Hello again...I just have a quick question.....I have a chance to get a JD 170 with a 17hp Kawasaki motor. He said that the threads are stripped for the spark plug. Are these easily repairable or would it need a new head. He claims it only has about 100 hours or so on it so I would think it would be worth getting. Thanks for any help you can give.


----------



## 30yearTech (Sep 14, 2006)

jack13man said:


> Hello again...I just have a quick question.....I have a chance to get a JD 170 with a 17hp Kawasaki motor. He said that the threads are stripped for the spark plug. Are these easily repairable or would it need a new head. He claims it only has about 100 hours or so on it so I would think it would be worth getting. Thanks for any help you can give.

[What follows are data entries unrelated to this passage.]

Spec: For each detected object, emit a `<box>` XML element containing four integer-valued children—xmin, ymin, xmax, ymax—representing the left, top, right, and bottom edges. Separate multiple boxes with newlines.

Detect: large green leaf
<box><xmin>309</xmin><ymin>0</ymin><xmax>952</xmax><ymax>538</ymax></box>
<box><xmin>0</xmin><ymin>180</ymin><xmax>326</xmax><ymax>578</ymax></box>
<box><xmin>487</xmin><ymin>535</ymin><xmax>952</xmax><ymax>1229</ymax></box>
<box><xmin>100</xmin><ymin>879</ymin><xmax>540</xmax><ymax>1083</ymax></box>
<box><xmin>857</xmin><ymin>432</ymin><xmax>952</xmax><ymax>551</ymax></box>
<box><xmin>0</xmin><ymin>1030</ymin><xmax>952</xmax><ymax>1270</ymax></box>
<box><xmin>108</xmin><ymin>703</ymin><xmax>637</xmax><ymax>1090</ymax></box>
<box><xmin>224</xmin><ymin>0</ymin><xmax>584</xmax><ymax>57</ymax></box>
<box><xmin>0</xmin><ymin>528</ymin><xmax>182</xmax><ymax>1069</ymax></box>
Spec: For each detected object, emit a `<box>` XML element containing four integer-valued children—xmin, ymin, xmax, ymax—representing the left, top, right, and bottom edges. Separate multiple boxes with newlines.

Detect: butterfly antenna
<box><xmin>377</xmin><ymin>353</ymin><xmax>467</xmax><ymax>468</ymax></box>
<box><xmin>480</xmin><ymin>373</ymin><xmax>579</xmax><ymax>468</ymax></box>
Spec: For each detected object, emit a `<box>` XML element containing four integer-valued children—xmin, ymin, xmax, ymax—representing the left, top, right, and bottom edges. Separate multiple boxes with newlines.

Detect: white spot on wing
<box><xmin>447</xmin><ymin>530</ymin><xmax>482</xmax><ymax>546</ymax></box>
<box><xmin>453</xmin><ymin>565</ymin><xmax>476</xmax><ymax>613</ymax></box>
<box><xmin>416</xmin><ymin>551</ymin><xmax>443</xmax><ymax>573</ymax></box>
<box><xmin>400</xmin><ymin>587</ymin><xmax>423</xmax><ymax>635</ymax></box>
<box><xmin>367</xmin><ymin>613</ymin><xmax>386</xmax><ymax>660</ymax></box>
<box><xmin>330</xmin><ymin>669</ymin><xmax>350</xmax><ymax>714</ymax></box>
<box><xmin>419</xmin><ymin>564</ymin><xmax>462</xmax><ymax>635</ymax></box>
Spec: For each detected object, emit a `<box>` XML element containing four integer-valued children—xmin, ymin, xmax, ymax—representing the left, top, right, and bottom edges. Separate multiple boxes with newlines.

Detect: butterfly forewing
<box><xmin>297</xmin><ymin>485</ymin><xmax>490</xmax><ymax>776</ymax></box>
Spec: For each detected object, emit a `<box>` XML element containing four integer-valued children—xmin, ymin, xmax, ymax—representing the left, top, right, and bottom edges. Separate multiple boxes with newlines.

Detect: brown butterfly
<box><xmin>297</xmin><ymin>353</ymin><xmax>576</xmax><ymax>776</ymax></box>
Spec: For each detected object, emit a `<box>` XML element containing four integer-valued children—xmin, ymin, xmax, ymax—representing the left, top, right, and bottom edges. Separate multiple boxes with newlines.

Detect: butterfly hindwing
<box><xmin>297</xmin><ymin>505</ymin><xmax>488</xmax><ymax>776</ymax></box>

Without looking at the damage to the head, it's impossible to tell for sure. Most of the time it's not difficult to install a threaded insert to correct this type of problem as long as the head is not cracked or damaged too badly.


----------



## jack13man (Apr 28, 2008)

I have not seen this machine yet. I was told that the mans son in law tried to change the plug and stripped out the threads. Thanks for the response....I didn't really even think of the head being cracked. Any idea of what size the threaded insert would be or any idea of the cost? I have seen several thread repair kits available on line. I believe this to be a single cylinder but, heck, I'm not even sure of that. Thanks again for the quick response.


----------



## 30yearTech (Sep 14, 2006)

Most spark plugs have 14mm threads with the exception of some continental and Wisconsin engines, at least that I know of. I have never seen a Kawasaki with anything other then 14mm. 

Threaded inserts require cutting new threads slightly larger in diameter, and then installing an insert that reduces the threads back to the original size.


----------



## Gocart (Mar 28, 2008)

Most importantly, when the guy stripped the spark plug, metal shavings probably fell into the cylinder, be sure to remove all the shavings out before trying to crank it up.

Heli-coil $20
http://cgi.ebay.com/ebaymotors/Heli...ZMotorsQ5fAutomotiveQ5fTools#ebayphotohosting


----------



## jack13man (Apr 28, 2008)

Thanks for the response. I was planning on pulling the head if I do the repair anyway and that way I can check for shavings....Thanks again.


----------